The two research teams are currently conducting interviews with business and property owners, landlords, and commercial real estate agents about the ways they’ve been impacted, their forecasts for growth in the future, and what their plans are to get things safely rolling again. The research teams will work from their collected findings to make recommendations for recovery which will then be presented to municipalities and government leaders, locally and, possibly even nationwide.
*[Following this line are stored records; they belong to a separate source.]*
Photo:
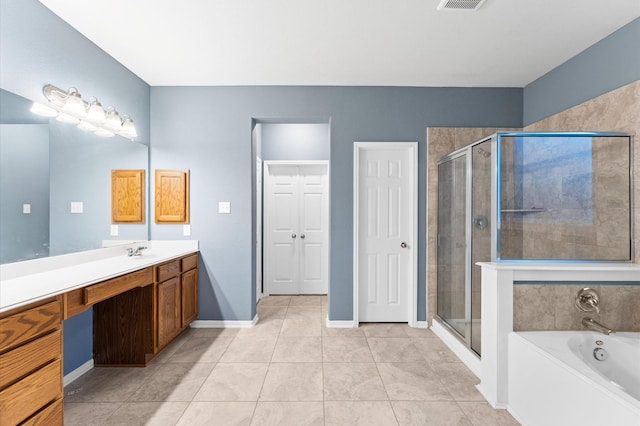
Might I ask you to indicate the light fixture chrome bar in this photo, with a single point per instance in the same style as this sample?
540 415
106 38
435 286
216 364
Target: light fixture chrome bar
68 106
As we all surmise the ruins, from within our own communities, or from a macro bird’s eye view, it’s comforting to know there are boots on the ground, gently trodding the landscape of our autonomous local livelihoods to see them rise with the sun once again, one business at a time.
Jennifer Schemke is a writer, specializing in blogs and content for small businesses. She’s also a stand-up comic, who looks forward to finding something, anything, funny again. In the meantime, she’s laughing at her 5 year old niece’s original jokes, all of which end with the punchline, “banana.”